Windows Latest spotted a fresh couple of ad-related initiatives, the first of which is an expansion of something we recently reported on.
That would be the pop-up that Microsoft pushes on those using Edge when they travel to the Google Chrome download page, in a very unsubtle attempt to persuade against this act of browser defection.
Previously, the pop-up involved telling users that Edge employs the same tech as Chrome (both are Chromium-based), but with the “added trust of Microsoft” (and it was followed up by a large banner advert, albeit only in testing).
Now, however, that initial pop-up has a bit added on the bottom noting that by clicking the ‘Browse securely now’ button, you’ll make Edge your default browser, and that this offer is “valid for 1 person/account within first 14 days of joining.”
Offer? What now? We’ll come back to discuss this odd situation in a moment.
Windows Latest also points out that another fresh line of attack for driving Edge adoption is aimed at those who have the Edge bar turned on (an experimental feature that consists of a small floating bar). These users will see adverts appear on their desktop offering gift cards for conducting web searches using said Edge bar.
This offer promises that if you use the Edge bar for all your web search needs for three days, you’ll get a “free gift card”, and a bunch of Microsoft points.
Normally, accruing enough ‘Microsoft Rewards’ points allows for the purchase of a gift card, so it would seem to be the case that you’re going to get a dollop of points for using the Edge bar for this period of time (enough to avail yourself of said gift card, which can be used to purchase all manner of things, like apps from the Microsoft Store for example).
Analysis: Trying too hard
This is all getting a bit strange, although Microsoft incentivizing the use of its products and services via reward points to spend on goodies in the company’s ecosystem is nothing new.
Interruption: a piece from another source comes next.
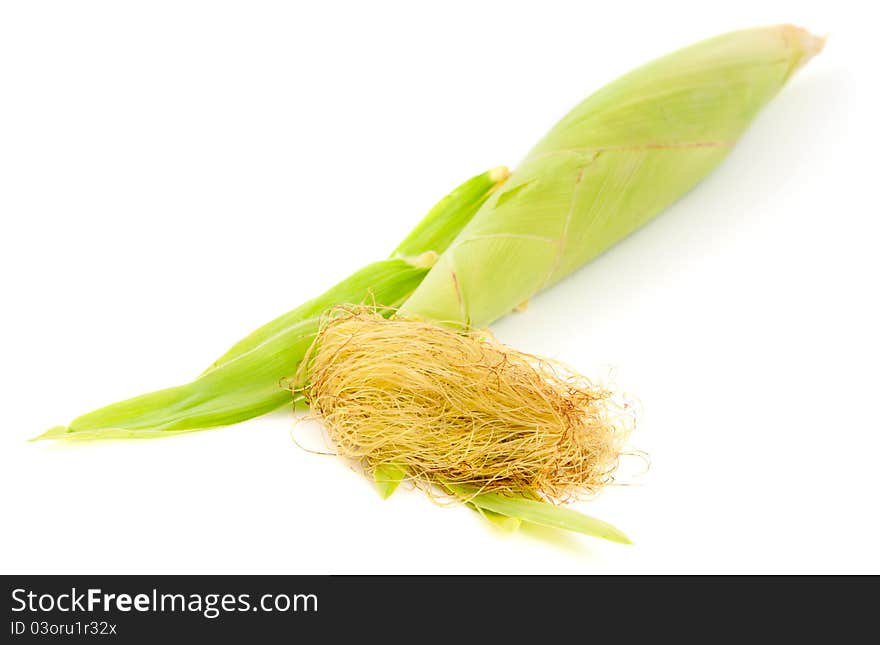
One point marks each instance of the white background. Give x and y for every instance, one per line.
x=174, y=174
Pop-ups intruding on the desktop is a more in-your-face method of persuasion than normal, though – although this is only for folks who have enabled that Edge bar.
What’s odder here, though, is the addition to the nag prompt that pops up when you go to the Chrome download page in Edge, which talks about switching Microsoft’s browser to be your default as some kind of limited offer.
This is just plain confusing, doubtless making folks who see it think that they’ll get some kind of reward for switching. In case there was any doubt that by following the prompt and clicking the button to make Edge the default browser, you might get something – like maybe reward points – well, you don’t.
There’s no offer linked to this bit of promotion at all, as Windows Latest found out when the site tested clicking through on the prompt. So we can only assume this is a mistake by Microsoft, and something that has crept into the pop-up accidentally.
All of this follows on the heels of various other bits of dubious Edge promotional activity, including a rather worrying shift in tactics across platforms. Yes, recently we’ve seen those using Outlook on iOS get pop-ups urging them to use Edge as their default option rather than Safari (or other rival browsers).
The momentum of all this nagging seems to be gathering pace considerably right now, which is a dangerous thing. Even if a fair few of these measures are only being tested – or rolled out via experimental features like the Edge bar – there are still continual strong signals that Microsoft is fixated on driving up Edge adoption. Rather than letting the browser stand on its own merits and for users to come naturally, which would be, shall we say, a more confident stance; and one less likely to backfire.